Equilibria in topology control games for ad hoc networks

We study topology control problems in ad hoc networks where network nodes get to choose their power levels in order to ensure desired connectivity properties. Unlike most other work on this topic, we assume that the network nodes are owned by different entities, whose only goal is to maximize their own utility that they get out of the network without considering the overall performance of the network. Game theory is the appropriate tool to study such selfish nodes: we define several topology control games in which the nodes need to choose power levels in order to connect to other nodes in the network to reach their communication partners while at the same time minimizing their costs. We study Nash equilibria and show that-among the games we define-these can only be guaranteed to exist if each network node is required to be connected to all other nodes (we call this the STRONG CONNECTIVITY GAME). For a variation called CONNECTIVITY GAME, where each node is only required to be connected (possibly via intermediate nodes) to a given set of nodes, we show that Nash equilibria do not necessarily exist. We further study how to find Nash equilibria with incentive-compatible algorithms and compare the cost of Nash equilibria to the cost of a social optimum, which is a radius assignment that minimizes the total cost in a network where nodes cooperate.
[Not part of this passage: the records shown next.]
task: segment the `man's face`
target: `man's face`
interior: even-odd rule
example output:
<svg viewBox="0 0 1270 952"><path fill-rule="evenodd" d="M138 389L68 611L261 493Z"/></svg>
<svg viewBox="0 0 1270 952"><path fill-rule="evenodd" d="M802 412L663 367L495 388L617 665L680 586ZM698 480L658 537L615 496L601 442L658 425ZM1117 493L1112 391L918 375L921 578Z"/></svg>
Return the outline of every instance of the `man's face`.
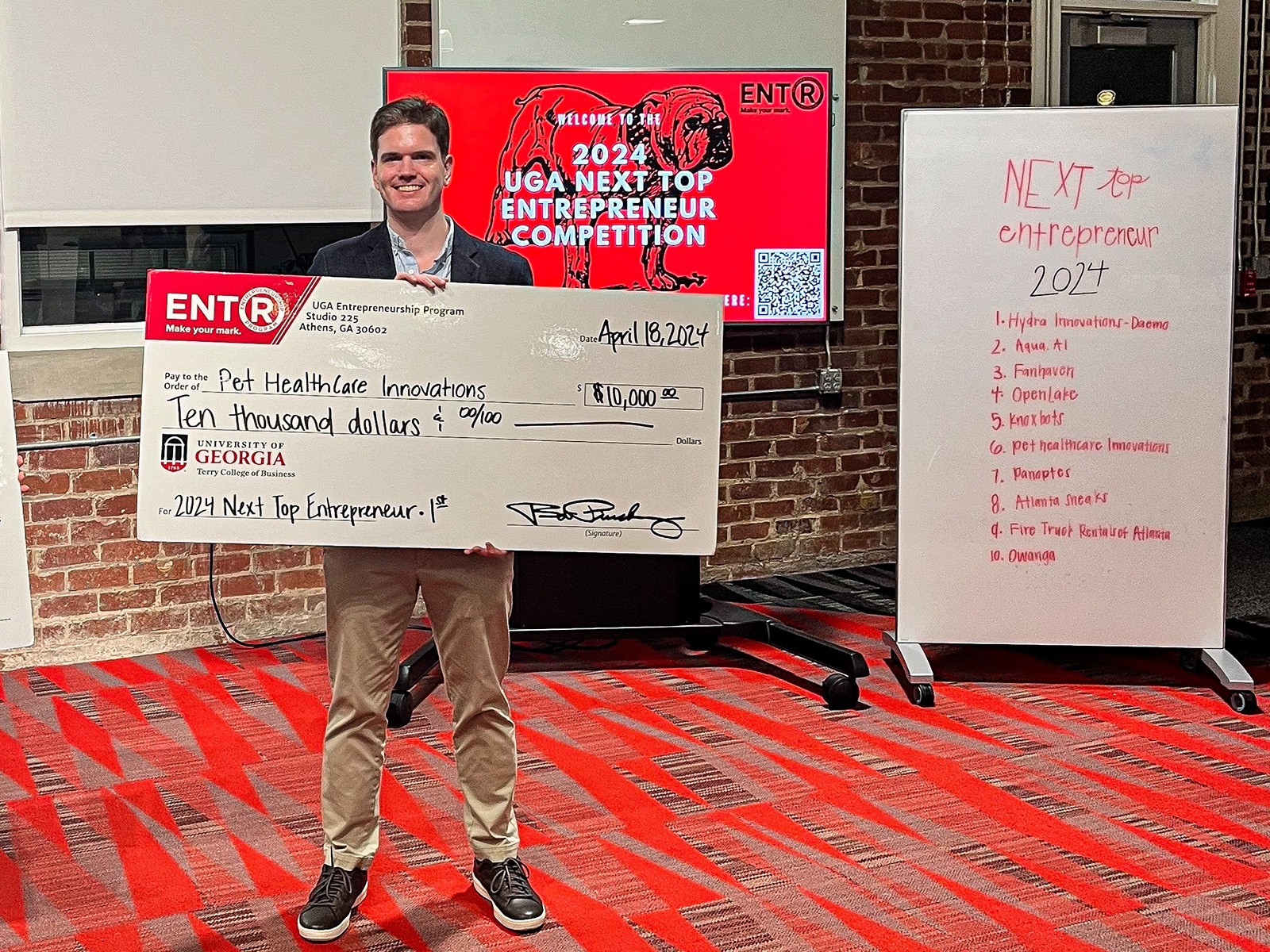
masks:
<svg viewBox="0 0 1270 952"><path fill-rule="evenodd" d="M375 190L398 215L415 215L441 207L455 160L441 155L437 137L427 126L394 126L378 142L371 162Z"/></svg>

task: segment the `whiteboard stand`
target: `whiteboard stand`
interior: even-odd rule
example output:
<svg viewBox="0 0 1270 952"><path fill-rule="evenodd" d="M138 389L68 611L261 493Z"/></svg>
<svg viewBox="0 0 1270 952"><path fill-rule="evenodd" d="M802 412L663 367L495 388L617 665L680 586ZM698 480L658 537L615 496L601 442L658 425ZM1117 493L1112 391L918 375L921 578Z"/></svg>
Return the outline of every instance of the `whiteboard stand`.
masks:
<svg viewBox="0 0 1270 952"><path fill-rule="evenodd" d="M908 699L919 707L930 707L935 703L935 669L931 668L931 659L916 641L897 641L895 632L884 631L883 644L890 649L890 656L904 671L904 684L908 689Z"/></svg>
<svg viewBox="0 0 1270 952"><path fill-rule="evenodd" d="M925 645L1226 649L1238 109L900 118L895 631Z"/></svg>
<svg viewBox="0 0 1270 952"><path fill-rule="evenodd" d="M931 707L935 703L935 669L923 646L916 641L898 641L893 631L884 631L881 640L890 650L892 660L903 671L908 699L918 707ZM1194 674L1200 665L1213 671L1222 687L1231 692L1228 703L1236 713L1256 710L1252 675L1240 659L1224 647L1182 649L1182 670Z"/></svg>

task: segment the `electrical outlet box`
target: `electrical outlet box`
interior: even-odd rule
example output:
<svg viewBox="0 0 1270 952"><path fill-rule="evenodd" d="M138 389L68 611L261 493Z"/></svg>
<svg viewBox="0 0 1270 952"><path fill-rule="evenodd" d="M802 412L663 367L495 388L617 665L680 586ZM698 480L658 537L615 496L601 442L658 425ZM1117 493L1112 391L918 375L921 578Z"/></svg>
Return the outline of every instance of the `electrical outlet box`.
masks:
<svg viewBox="0 0 1270 952"><path fill-rule="evenodd" d="M815 386L822 393L842 392L842 368L822 367L817 372Z"/></svg>

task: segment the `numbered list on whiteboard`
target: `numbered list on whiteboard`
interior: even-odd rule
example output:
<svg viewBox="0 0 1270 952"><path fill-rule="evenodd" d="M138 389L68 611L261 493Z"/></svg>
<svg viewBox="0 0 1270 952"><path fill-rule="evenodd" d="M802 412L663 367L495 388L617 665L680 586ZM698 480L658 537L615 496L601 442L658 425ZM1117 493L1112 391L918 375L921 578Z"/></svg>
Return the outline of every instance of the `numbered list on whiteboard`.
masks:
<svg viewBox="0 0 1270 952"><path fill-rule="evenodd" d="M906 116L902 638L1220 637L1231 118Z"/></svg>

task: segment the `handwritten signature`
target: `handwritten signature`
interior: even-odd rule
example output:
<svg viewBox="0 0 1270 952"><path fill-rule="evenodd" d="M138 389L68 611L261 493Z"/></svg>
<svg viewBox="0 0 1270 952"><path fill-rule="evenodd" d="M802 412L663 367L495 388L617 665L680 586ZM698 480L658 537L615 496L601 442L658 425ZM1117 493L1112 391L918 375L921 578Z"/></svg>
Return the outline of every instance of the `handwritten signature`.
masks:
<svg viewBox="0 0 1270 952"><path fill-rule="evenodd" d="M607 499L575 499L572 503L558 505L555 503L508 503L507 508L523 518L530 526L541 526L544 522L646 522L649 532L658 538L679 538L683 527L679 524L686 515L643 515L639 512L639 503L631 503L630 509L621 512Z"/></svg>

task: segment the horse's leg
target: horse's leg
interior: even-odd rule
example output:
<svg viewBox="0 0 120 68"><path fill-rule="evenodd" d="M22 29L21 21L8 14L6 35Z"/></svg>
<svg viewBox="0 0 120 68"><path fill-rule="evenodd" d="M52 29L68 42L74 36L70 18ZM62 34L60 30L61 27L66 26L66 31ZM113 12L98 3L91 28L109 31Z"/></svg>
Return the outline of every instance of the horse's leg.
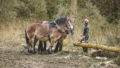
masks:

We also study variations of the games; one where nodes not only have to be connected, but k-connected, and one that we call the REACHABILITY GAME, where nodes have to reach as many other nodes as possible, while keeping costs low. We extend our study of the STRONG CONNECTIVITY GAME and the CONNECTIVITY GAME to wireless networks with directional antennas and wireline networks, where nodes need to choose neighbors to which they will pay a link. Our work is a first step towards game-theoretic analyses of topology control in wireless and wireline networks.